Darbe zihniyetinin hükümetlerce devam ettiği vurgusunu yapan Kural, "12 Eylül, işkencenin, infazların, gözaltında kaybetmelerin, karanlık zindanların, uzun ve eziyetli tutuklamaların büyük pervasızlıkla kullanıldığı bir siyasal saldırıdır. Cuntanın mirası kendisinden büyüktür ve kendisinden sonraki tüm iktidarlar tarafından sahiplenilmiştir." dedi 

Sözlerine devam eden Kural," 12 Eylül darbesinin yol açtığı fiziki ve manevi acıları kullanarak 2010 yılında bir anayasa değişikliği ile tek adam rejimi inşası için çok önemli bir dönemeci geçen AKP-Erdoğan yönetimi de 12 Eylül’ün doğal bir uzantısıdır, devamıdır. 12 Eylülcülerin Türkiye’ye zorla giydirmek istediği dar elbisenin ceplerinden çıkan Siyasal İslamcı / faşist kadroların oluşturduğu tek adam rejimi tüm yönleriyle 12 Eylül ile uyumludur.  Hakları için Ankara’ya yürümek isteyen Doruk Madencilik işçilerinin engellenmesi; yerin 1700 metre altında açlık grevi yapmak zorunda kalmaları bu kapsamdadır. 

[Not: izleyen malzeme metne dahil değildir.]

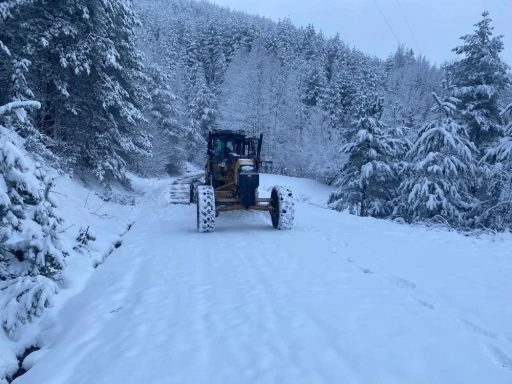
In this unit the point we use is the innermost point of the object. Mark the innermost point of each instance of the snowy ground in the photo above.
(338, 299)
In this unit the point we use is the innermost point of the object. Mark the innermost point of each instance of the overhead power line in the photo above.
(408, 26)
(386, 20)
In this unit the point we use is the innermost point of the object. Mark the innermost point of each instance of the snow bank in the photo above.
(82, 210)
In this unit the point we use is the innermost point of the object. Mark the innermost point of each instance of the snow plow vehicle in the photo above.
(232, 179)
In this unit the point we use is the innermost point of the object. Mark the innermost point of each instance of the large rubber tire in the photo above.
(205, 208)
(283, 208)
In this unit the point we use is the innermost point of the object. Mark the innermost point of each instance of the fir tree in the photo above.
(478, 79)
(496, 211)
(441, 171)
(368, 178)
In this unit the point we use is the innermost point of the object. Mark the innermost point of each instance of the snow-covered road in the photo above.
(338, 299)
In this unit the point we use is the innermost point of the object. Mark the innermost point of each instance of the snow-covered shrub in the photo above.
(441, 171)
(496, 211)
(368, 180)
(31, 252)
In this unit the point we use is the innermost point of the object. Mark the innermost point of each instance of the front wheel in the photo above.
(205, 208)
(282, 210)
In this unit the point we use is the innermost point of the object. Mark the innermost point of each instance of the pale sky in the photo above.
(431, 27)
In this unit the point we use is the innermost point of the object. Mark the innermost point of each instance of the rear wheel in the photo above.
(283, 208)
(193, 192)
(205, 208)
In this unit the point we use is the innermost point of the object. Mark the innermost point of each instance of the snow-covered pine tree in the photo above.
(202, 105)
(368, 180)
(89, 77)
(31, 252)
(479, 77)
(441, 171)
(165, 126)
(496, 211)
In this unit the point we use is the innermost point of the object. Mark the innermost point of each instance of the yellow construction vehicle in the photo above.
(232, 179)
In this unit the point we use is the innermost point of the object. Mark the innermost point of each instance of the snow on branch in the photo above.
(446, 106)
(507, 109)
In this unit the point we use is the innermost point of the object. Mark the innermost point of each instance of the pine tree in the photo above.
(89, 77)
(479, 77)
(368, 178)
(31, 252)
(441, 171)
(496, 212)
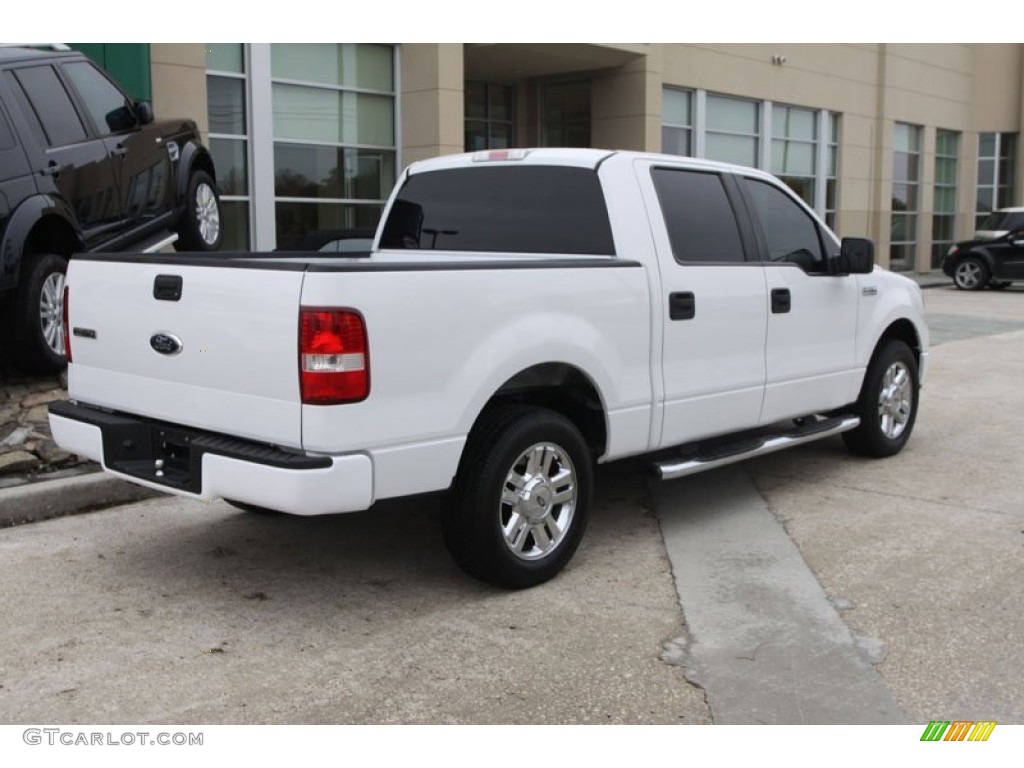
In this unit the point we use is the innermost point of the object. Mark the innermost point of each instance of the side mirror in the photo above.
(856, 256)
(143, 112)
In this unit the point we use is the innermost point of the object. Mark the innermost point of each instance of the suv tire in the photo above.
(201, 227)
(35, 314)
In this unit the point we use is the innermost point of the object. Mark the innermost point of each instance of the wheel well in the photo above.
(902, 330)
(203, 162)
(51, 235)
(562, 388)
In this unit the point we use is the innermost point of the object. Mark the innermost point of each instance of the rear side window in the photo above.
(6, 137)
(51, 104)
(504, 209)
(698, 216)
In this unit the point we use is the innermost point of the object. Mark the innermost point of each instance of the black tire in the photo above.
(202, 224)
(521, 442)
(887, 408)
(246, 507)
(35, 314)
(971, 273)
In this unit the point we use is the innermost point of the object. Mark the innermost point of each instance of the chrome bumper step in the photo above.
(700, 459)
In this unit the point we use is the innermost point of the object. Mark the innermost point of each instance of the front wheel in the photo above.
(201, 227)
(971, 274)
(521, 497)
(888, 403)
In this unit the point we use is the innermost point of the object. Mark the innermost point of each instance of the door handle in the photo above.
(781, 302)
(682, 305)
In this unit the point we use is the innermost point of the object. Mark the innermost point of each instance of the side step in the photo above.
(705, 459)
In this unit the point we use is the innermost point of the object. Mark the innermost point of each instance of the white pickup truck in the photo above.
(521, 315)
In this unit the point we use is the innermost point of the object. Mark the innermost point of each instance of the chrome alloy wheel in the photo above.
(51, 311)
(968, 274)
(538, 501)
(895, 400)
(207, 213)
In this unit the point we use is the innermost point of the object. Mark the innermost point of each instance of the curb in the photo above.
(68, 496)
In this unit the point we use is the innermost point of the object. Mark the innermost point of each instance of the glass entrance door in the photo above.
(565, 114)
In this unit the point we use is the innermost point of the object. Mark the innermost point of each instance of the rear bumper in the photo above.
(202, 465)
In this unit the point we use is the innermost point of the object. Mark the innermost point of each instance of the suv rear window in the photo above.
(505, 209)
(998, 220)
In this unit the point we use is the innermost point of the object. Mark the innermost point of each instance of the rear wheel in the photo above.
(35, 314)
(888, 404)
(521, 497)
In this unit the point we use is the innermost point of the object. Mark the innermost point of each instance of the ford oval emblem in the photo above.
(165, 343)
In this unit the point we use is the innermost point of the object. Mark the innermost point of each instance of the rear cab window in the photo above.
(698, 216)
(502, 209)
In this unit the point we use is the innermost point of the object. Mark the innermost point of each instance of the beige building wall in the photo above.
(969, 88)
(962, 87)
(431, 100)
(178, 72)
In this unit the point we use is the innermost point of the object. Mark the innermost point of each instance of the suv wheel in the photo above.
(36, 314)
(971, 274)
(201, 227)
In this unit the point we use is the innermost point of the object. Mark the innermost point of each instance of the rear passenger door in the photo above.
(714, 306)
(137, 154)
(812, 315)
(68, 160)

İnsanca yaşam talepleri için greve gitmek isteyen işçilerin grevlerinin yasaklanması bu kapsamdadır. 
Doğasına sahip çıkmak isteyen köylülerin, yaşam savunucularının, kadınların, lgbt+’ların, Cumartesi Anneleri’nin devletin şiddetiyle karşılaşması bu kapsamdadır. Okullarımızın ‘değerler eğitimi’ adı altında dinci - gerici içerikte, tarikatların, cemaatlerin, Diyanet İşleri Başkanlığı’nın laiklik karşıtı müdahaleleriyle karşılaşması yine bu kapsamdadır. Bugün hala ülkenin dört bir yanında işçi sınıfı ve toplumun tüm kesimlerine yönelik olarak ortaya çıkan devlet şiddetinin devamlılığı bu kapsamdadır." şeklinde konuştu. 

Yeni Anayasa tartışmalarının gündemde olduğu bu günlerde gerçek demokrasiden yana bir anayasayı inşa etmek için birlikte mücadele çağrısını tekrarlayan Kurali "12 Eylül, sermaye sınıfı ve onun asker-sivil bürokrasideki faşist işbirlikçilerinin, emekçi sınıflara ve tüm halka yönelik sistemli, planlı ve kanlı bir saldırısıdır. Bugün bu saldırı rejimi çeşitli biçimlerle devam etmektedir. Aktörler ve bazı söylemler değişmiş ancak; 12 Eylül omurgası ayakta kalmıştır. 12 Eylül’le hesaplaşma geride kalan 43 yılı ve bugünü de içermeden tamamlanamaz. AKP hükümetinin 15 Temmuz darbe girişimini Allah’ın bir lütfu sayarak inşa etmeye çalıştığı fiili OHAL rejimi ve tek adam yönetimi sona ermelidir!  Bağımsız, demokratik, özgürlükçü laik bir Türkiye; halk güçlerinin demokrasi mücadelesini yükseltmesi ile mümkündür. 
Darbelere ve darbe anayasalarına hayır! Sermayenin ve işbirlikçilerinin egemenliğine son vermek; işçilerin, emekçilerin, halkların egemenliğini kurmak için birleşelim!" dedi.